After all, it is me who she spends about 11 hours a day with. And of course, up every hour all night. So most of the time it is just me and she, all up in each others faces, her on my boobs, and me wipin’ her hiney. It’s a close relationship. But she won’t remember any of this. And unfortunately, photographs write over history. They become the story, and our story isn’t being documented. There is no tangible evidence of the relationship we have, and it’s really only known to her and I. Hence… this blog, firstly. I want her to know what our life was like, and I will probably forget the details unless I document them. Second, my husband *must* become more loose and clicky with the camera. I tried to convince him of this before she was born, but now a year has passed and it’s getting crucial. Maybe he felt pressured to take fancy photos with the good camera, but at this point I don’t care if they are cell phone pictures.

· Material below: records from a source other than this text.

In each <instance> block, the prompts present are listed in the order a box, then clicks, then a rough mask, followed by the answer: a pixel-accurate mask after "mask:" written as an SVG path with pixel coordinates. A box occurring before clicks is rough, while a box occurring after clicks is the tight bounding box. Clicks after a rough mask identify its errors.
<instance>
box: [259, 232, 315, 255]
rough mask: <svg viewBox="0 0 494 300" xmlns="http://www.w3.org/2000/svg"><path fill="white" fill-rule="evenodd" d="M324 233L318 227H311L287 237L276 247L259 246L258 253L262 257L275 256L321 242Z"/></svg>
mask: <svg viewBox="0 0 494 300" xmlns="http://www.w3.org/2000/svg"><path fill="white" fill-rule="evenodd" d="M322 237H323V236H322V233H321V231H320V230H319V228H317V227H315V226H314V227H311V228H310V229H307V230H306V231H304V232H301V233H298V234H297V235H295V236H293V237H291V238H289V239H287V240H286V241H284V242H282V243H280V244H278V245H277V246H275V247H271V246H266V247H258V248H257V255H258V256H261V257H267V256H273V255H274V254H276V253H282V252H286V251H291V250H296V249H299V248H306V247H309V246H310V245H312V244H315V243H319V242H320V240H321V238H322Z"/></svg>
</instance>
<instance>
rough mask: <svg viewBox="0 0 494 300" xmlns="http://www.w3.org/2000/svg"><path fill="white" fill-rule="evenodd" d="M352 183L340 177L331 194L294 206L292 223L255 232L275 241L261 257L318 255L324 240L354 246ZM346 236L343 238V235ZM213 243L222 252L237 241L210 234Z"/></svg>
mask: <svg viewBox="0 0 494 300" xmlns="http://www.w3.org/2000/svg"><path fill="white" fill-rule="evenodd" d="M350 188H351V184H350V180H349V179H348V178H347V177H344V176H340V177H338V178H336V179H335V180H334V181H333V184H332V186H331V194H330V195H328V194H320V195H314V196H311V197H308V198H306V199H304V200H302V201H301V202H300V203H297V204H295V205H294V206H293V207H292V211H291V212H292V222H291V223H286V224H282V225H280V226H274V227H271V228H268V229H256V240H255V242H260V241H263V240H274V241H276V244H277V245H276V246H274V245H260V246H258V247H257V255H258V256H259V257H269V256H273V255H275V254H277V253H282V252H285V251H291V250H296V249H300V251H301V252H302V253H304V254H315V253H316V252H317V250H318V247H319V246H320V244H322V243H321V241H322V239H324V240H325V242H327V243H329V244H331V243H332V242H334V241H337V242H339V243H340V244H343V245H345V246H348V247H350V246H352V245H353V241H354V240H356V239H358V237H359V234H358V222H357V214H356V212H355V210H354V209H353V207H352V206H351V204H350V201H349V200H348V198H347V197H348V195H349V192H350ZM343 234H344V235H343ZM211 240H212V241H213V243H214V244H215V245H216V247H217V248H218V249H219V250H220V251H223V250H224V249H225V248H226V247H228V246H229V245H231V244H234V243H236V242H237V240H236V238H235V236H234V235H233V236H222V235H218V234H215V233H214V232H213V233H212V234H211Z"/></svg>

Thirdly, I plan to set up a stationary camera in the common area of the house, focus on infinity, and keep a remote on hand. One photo a day, at least. Of her on my lap. Her eating. Her being a goof. Her looking at the front door when she hears dad unlocking it. Just… our life. It will seem mundane at first. Everything does. But mundane slowly ticks towards Precious, Timeless, Nostalgic, one day at a time. Someday I will write a whole post on the things I wish had been photographed from my childhood, that are lost forever from my memory.
I made excuses in my mind, why not to make a bigger effort to take my own photo with her. I look so tired. My eyes are bright red and bloodshot, every day. I have aged 5 years. My hair looks like a caveman. I am still in my pajamas. I look…battered, worn, dare I say: really unhealthy and sadly, unfit. Might as well just snap her alone, she is so much cuter, no need to drag cavemommy into the frame. That is all completely true, I have sifted through thousands of photos, and all of the ones of me in the last year, my eyes are red and glassy and often squinty. But that doesn’t matter, that’s the reality of the situation, and I suppose it needs to be documented. I am attempting to post every photo here that I can find of her and I and the mundane. To tilt the balance closer to reality.
Every once in awhile, someone will take our photo. This one was taken by my dad, although I actually had to ask him to take it, it wasn’t unprompted. This is her 1 year birthday, at the bunkhouse in Michigan. This is a sliver, not even as big as a pine needle, of our life together so far.